Living ADDventure® ADHD Coaching is very directive and focuses on your current issues. You can't change the past so you need to focus on how you deal with today and tomorrow.
I had committed to changing my life so I decided that there were to be no secrets, no half truths. It was time to face the truth, uncomfortable as it might be.
Change Must Be Managed
Treating ADHD as a family condition is one of the key differences in the way Living ADDventure® runs its Coaching Programme compared with Executive, Business and Life Coaching. Most Coaching programmes work with the individual.
When someone with ADHD starts the Living ADDventure® ADHD Coaching Programme it can be extremely difficult for the non-ADHD partner, spouse, children, work colleagues and friends.
Things will inevitably get worse before they start to get better. If the ADDer is newly diagnosed there is a mixture of relief at understanding their own behaviour a bit better but also a lot of humiliation and sadness as they start to "peel the onion". The prospect of possibly having to take medication which has such a bad reputation, the ridicule of friends and family who do not believe there is anything wrong can all leave the ADDer confused and unsure.
For the benefit of the whole family working as a team is essential and that is when the best results are obtained.
Change is very difficult and when ADDers sign up for the ADHD Coaching Programme they are often already broken and fragile. Relationships are fraught, money is frequently an issue, they may have lost their jobs and are self medicating with smoking, drugs and alcohol. Suppressed rage and anger is common.
I DON'T NEED OR WANT ADHD MEDICATION!!
We were sitting in a coffee shop for my first Living ADDventure® ADHD Coaching session. Not the best place to be when you are constantly crying but because we had agreed to put our personal relationship on hold for the duration of the Coaching doing the sessions at my home was not an option and Dave's office was 50kms away. A coffee shop halfway between was our agreed compromise.
I had seen my psychiatrist and told him I didn't want Ritalin or Concerta at this stage and told Dave that for the first time in my life I was enjoying being the "real whacky me" and I didn't want to take meds that would control my mind. If you have been down this ADHD road you have no doubt said or heard the same thing from ADDers in your life.

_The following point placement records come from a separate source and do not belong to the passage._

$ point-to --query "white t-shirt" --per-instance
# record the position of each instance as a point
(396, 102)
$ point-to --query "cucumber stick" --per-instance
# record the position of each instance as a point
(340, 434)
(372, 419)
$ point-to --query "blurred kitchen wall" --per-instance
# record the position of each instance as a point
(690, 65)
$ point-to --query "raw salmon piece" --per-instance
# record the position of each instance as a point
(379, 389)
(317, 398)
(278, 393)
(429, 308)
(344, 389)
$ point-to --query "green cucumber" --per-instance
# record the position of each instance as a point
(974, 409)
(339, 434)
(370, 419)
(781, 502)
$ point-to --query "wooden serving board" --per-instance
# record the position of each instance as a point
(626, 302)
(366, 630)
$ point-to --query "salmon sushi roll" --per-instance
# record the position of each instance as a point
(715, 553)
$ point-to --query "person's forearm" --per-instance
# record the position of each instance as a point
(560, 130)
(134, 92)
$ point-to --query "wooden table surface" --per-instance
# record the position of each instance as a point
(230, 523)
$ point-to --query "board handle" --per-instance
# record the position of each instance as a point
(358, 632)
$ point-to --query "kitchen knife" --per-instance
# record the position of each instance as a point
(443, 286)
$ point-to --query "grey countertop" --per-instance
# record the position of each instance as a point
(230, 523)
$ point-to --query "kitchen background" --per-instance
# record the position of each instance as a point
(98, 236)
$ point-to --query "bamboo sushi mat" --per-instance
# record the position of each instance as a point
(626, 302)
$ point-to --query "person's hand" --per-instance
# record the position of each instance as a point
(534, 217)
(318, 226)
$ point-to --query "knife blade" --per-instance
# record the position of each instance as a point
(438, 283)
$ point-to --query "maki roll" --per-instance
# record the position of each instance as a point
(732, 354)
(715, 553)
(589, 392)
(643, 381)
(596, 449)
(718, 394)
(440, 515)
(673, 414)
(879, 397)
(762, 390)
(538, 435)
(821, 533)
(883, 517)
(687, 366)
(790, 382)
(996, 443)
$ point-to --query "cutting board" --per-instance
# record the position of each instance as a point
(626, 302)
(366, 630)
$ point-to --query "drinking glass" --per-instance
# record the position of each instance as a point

For most of my life I had lived in fear - fear of getting into trouble, fear of making mistakes, fear of looking stupid but now I was single again supposedly enjoying my midlife madness where I could do what I want without anyone telling me what to do.
My ADHD journey started 6 or 7 years before I met Dave. I did not know I had ADHD and neither I nor my family had the tools to understand and deal with the issues and changes I was going through.
At 45 I was declared peri-menopausal and put onto Hormone Replacement Therapy and anti-depressants for the first time. I have since learned that the mid 40s is one of the "crash points" for people with ADHD. Grade 11, early 20s, late 20s are other significant times when ADDers go all fall down.
I had been a workaholic and I was totally co-dependent on my (ex)husband and children. I had spent my life desperately trying to "do it all". I was exhausted and angry. There must be more to life than this. A few close friends and family were ill or had died. I felt like an animal trapped in a cage. We lived on a large plot with a vast expanse of lawn in the front where I would sit cross-legged watching my dog chase the Lapwings and plan my escape.
I hated who I had become. From having been compliant and a total people pleaser I had changed into a woman who fought with everyone and then sobbed when no-one was looking. Typical hormonal behaviour you might say. Yes, that is what I thought too and to a degree that is right. However looking back over my life this was the culmination of years of undiagnosed and unmanaged ADHD with co-dependency a common close companion.